Não poderá assacar-se-me em momento algum da minha vida uma atitude arrogante ou patética. O patético do gesto não pertence à grandeza; o que carece de imponência é falso… Cuidado com os homens impressionantes!

A vida decorreu para mim suave, e mais suave ainda quando de mim exigia o mais difícil. Quem me viu nos setenta dias deste Outono, em que, sem interrupção, escrevi coisas de primeira ordem, coisas tais que ninguém pode imitar - ou ensinar - na plena responsabilidade dos milénios que virão depois, não pôde assinalar o mínimo desequilíbrio, mas antes uma frescura e serenidade superabundantes, Nunca comi com mais prazer, nunca dormi melhor.

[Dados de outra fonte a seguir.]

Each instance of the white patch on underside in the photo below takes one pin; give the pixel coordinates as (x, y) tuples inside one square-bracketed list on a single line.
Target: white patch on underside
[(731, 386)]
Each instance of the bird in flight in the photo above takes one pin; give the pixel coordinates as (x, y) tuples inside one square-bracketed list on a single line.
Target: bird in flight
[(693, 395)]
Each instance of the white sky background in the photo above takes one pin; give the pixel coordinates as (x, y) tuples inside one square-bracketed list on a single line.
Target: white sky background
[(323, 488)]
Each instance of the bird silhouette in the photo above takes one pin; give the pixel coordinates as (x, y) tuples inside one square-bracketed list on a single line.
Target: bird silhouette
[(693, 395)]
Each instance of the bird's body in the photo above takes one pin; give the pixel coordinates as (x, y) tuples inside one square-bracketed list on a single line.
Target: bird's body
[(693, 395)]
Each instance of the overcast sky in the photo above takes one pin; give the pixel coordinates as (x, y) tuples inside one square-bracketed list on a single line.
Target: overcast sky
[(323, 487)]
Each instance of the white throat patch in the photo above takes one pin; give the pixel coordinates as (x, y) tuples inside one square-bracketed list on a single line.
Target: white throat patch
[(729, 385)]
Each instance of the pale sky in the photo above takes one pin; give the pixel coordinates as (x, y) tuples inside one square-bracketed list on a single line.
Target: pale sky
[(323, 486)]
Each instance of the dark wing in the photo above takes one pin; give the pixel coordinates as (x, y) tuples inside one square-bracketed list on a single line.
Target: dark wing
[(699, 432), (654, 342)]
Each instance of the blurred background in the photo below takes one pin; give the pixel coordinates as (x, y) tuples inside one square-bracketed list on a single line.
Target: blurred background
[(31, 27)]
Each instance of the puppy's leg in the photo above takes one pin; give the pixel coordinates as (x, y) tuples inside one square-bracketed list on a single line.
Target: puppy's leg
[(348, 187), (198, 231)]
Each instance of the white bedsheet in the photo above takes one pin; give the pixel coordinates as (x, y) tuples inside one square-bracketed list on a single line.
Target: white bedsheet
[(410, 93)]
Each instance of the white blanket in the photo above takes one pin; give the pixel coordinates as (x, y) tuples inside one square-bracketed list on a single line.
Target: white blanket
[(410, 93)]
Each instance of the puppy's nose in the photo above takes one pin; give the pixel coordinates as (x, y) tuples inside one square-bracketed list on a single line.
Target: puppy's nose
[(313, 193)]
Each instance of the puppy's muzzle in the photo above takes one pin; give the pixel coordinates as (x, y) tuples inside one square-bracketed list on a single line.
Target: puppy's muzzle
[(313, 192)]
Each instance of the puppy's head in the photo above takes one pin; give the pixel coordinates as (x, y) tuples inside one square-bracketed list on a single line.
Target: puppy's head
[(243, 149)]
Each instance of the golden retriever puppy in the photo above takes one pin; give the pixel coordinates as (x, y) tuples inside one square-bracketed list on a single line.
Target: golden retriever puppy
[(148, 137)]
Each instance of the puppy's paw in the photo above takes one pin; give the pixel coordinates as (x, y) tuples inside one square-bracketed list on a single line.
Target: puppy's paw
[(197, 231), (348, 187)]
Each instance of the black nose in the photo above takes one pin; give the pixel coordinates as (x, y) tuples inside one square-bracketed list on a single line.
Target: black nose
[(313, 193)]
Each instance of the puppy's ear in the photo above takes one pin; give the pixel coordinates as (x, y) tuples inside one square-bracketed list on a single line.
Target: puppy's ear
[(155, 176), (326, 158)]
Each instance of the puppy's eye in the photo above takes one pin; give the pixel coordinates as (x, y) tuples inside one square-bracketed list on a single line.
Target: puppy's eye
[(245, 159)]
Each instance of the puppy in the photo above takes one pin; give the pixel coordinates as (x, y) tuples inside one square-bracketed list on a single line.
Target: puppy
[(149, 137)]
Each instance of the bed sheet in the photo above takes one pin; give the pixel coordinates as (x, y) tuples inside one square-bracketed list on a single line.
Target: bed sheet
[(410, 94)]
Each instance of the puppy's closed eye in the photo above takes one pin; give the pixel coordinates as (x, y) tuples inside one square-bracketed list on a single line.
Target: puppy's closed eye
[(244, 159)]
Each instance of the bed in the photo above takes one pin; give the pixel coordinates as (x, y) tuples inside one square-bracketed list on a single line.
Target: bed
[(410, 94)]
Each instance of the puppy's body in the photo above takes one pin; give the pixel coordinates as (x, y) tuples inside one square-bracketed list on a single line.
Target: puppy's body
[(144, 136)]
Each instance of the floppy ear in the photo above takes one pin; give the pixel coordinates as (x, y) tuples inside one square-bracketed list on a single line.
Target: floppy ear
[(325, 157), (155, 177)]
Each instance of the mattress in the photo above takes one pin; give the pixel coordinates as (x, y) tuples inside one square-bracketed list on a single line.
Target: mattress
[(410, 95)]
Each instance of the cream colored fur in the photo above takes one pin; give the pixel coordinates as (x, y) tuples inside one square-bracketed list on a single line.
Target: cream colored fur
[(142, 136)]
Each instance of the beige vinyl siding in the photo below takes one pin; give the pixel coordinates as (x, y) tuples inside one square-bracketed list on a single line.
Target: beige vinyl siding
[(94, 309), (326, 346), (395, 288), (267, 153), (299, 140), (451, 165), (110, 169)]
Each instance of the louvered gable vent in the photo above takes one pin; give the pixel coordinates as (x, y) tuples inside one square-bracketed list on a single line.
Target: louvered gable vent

Não conheço outra maneira de ocupar-me dos grandes problemas do que o jogo: tal é, como condição de grandeza, o pressuposto essencial! A contensão, o rosto sombrio, o aspecto rígido, são objecções contra um homem e também contra a sua obra!... Não se devem ter nervos!... Também a incapacidade de viver solitário constitui objecção; eu, na verdade, sofri apenas «da multidão». Em idade extremamente juvenil, tinha sete anos, sabia já que nunca uma palavra podia ferir-me. Ninguém me viu nunca em tais circunstâncias magoado. Hoje, ainda, se para todos mostro serena afabilidade, mantenho sempre a mesma consideração para com os humildes: no que não há sequer grão de orgulho, de secreto desprezo. Quando desprezo, o desprezado logo o adivinha; pelo simples facto de existir, não mais, encho de turbação todos os que têm mau sangue nas veias... A minha fórmula de grandeza do homem é «amor fati»: não pretender ter nada diverso do que se tem, nada antes, nada depois, nada por toda a eternidade. A Necessidade não existe apenas para suportar-se - todo o idealismo é mentira em face da Necessidade - mas para que a amemos.